Urteile chronologisch
- Amtsgericht Frankfurt_am_Main, Beschluss v. 12.12.2011 - Az.: 31 C 2528/11 (17)
- Leitsatz:
Der sogenannte fliegende Gerichtsstand erlaubt der klagenden Partei keine willkürliche Wahl des Gerichtsstands. Für die örtliche Zuständigkeit ist erforderlich, dass sich der behauptete Rechtsverstoß in dem konkreten Verhältnis der Prozessparteien tatsächlich ausgewirkt hat.
- Bundespatentgericht , Beschluss v. 09.12.2011 - Az.: 29 W (pat) 541/11
- Leitsatz:
Dem Wortzeichen "Diabeteskiste" fehlt für den Bereich Gesundheitsberatung die Unterscheidungskraft.
- Kammergericht Berlin, Urteil v. 09.12.2011 - Az.: 5 U 147/10
- Leitsatz:
Die Fluggesellschaft Ryanair ist verpflichtet, eine bei Online-Buchung anfallende "Bearbeitungsgebühr" im auszuweisenden Endpreis einzuschließen. Erfolgt der Hinweis erstmals im dritten Buchungsschritt auf der Unterseite mit der Bezeichnung "Bestätigen" und werden dem Verbraucher die als Bearbeitungsgebühr zu zahlenden Beträge nur bei Betätigen eines bestimmten Textfelds dargestellt, liegt ein Wettbewerbsverstoß vor.
- Landgericht Karlsruhe, Urteil v. 08.12.2011 - Az.: 11 Ns 410 Js 5815/11
- Leitsatz:
Ein Fußballfan, der während eines Fußballspiels ein Banner mit der Aufschrift "ACAB" - Abkürzung für die Worte "All cops are bastards" - hochhält, kann nicht wegen Beleidigung strafrechtlich belangt werden.

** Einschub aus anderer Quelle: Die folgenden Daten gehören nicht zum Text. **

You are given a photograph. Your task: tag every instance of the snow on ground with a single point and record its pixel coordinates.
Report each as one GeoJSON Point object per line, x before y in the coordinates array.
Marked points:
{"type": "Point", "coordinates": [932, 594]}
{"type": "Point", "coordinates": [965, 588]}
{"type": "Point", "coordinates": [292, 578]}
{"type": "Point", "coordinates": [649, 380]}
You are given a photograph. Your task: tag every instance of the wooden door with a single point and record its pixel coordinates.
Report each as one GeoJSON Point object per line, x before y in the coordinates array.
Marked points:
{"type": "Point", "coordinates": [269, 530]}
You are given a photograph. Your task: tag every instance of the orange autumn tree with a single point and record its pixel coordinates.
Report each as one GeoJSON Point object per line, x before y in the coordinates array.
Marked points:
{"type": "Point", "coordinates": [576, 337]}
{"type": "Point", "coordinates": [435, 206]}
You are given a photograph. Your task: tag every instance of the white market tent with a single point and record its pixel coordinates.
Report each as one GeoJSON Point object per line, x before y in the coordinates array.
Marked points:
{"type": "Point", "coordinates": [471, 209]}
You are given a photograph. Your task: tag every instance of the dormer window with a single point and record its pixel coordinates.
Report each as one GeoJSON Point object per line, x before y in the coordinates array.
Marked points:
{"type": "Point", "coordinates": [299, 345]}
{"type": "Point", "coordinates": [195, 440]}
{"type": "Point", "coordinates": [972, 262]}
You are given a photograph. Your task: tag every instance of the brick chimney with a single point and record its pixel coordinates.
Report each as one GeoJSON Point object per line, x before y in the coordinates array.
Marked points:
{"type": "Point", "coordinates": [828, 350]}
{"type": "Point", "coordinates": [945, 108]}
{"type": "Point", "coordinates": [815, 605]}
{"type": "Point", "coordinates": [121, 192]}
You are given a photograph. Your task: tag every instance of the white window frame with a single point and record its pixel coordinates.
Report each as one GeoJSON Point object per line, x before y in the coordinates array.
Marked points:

Das gilt dann, wenn sich nicht mit der für eine Verurteilung erforderlichen Sicherheit feststellen lässt, dass der Angeklagte seine Aussage konkret auf die im Stadion anwesenden Polizeibeamten bezogen hat und er diese in ihrer Ehre herabsetzen wollte.
- Bundesverfassungsgericht , Beschluss v. 08.12.2011 - Az.: BvR 927/08
- Leitsatz:
Die Zeitschrift "Bunte" darf im Rahmen eines Reiseberichts über Caroline von Monaco berichten. Das Allgemeine Persönlichkeitsrecht tritt bei der reinen Wortberichterstattung hinter dem Recht auf Meinungsfreiheit zurück, wenn der Bericht als Ganzes eine Verletzung der Privat- oder Intimsphäre nicht beinhaltet.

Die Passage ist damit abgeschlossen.